All three H2020 projects (URBIOFIN, PERCAL, WaysTUP!) focus on converting MSW or urban biowaste into bio-based products at semi-industrial scale.
INDUSTRIAS MECANICAS ALCUDIA SL
Spanish SME engineering semi-industrial biorefinery equipment that converts municipal solid waste into biochemicals, biofuels, and bioplastics.
Their core work
IMECAL is a Spanish SME specializing in mechanical engineering and industrial equipment for waste-to-value biorefinery processes. They design and operate semi-industrial scale systems that convert municipal solid waste (MSW) and urban biowaste into biochemicals, biofuels, and bioplastics. Their core contribution is building and demonstrating the physical infrastructure — reactors, separation units, processing lines — that turn waste streams into marketable bio-based products like bioethanol, bioethylene, and polyhydroxyalkanoates (PHA).
What they specialise in
PERCAL focused on chemical building blocks from MSW biorefinery; URBIOFIN targeted bioethanol, bioethylene, VFAs, and PHA production.
URBIOFIN explicitly operates at semi-industrial scale; PERCAL was coordinated by IMECAL to demonstrate MSW biorefinery processes.
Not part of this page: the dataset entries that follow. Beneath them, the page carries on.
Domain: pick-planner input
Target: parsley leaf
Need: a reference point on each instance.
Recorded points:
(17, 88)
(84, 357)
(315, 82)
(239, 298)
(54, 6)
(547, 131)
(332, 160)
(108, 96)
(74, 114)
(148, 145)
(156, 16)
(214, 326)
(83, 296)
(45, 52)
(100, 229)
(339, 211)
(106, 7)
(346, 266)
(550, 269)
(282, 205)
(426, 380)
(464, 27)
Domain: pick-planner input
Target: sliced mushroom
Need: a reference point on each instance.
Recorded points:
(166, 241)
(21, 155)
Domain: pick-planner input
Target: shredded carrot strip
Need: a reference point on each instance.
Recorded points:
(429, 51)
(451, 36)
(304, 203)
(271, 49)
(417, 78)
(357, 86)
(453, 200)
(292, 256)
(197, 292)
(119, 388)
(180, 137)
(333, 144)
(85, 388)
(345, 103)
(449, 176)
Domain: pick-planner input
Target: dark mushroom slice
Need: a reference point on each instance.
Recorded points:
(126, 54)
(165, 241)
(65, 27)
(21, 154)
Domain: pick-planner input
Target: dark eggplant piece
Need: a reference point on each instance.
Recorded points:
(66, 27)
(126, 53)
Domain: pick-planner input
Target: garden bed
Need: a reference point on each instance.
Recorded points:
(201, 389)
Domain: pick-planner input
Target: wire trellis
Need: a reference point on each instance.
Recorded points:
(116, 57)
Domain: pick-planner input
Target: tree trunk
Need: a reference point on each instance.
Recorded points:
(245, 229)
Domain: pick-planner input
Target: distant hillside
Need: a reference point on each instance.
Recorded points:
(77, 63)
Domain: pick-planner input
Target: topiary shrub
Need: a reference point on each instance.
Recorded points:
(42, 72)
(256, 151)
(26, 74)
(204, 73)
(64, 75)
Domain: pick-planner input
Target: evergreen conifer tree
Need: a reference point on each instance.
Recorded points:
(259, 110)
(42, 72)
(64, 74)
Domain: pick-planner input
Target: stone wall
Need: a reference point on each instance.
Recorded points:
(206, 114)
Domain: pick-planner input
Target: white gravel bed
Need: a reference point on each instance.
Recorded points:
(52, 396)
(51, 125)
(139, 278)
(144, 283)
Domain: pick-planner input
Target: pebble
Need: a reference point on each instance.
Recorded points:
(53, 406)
WaysTUP! (2019) shifted focus from general MSW to specifically urban biowaste transformation in city contexts.
How they've shifted over time
IMECAL's early work (2017) centered on broad municipal solid waste biorefinery — converting MSW into a wide range of outputs including bioethanol, bioethylene, biomethane, VFAs, medium-chain fatty acids, PHA, and biofertiliser. By 2019, their focus narrowed toward urban biowaste specifically, with the WaysTUP! project targeting biowaste utilisation within city contexts. This shift suggests a move from general industrial waste processing toward circular economy solutions tailored to urban environments.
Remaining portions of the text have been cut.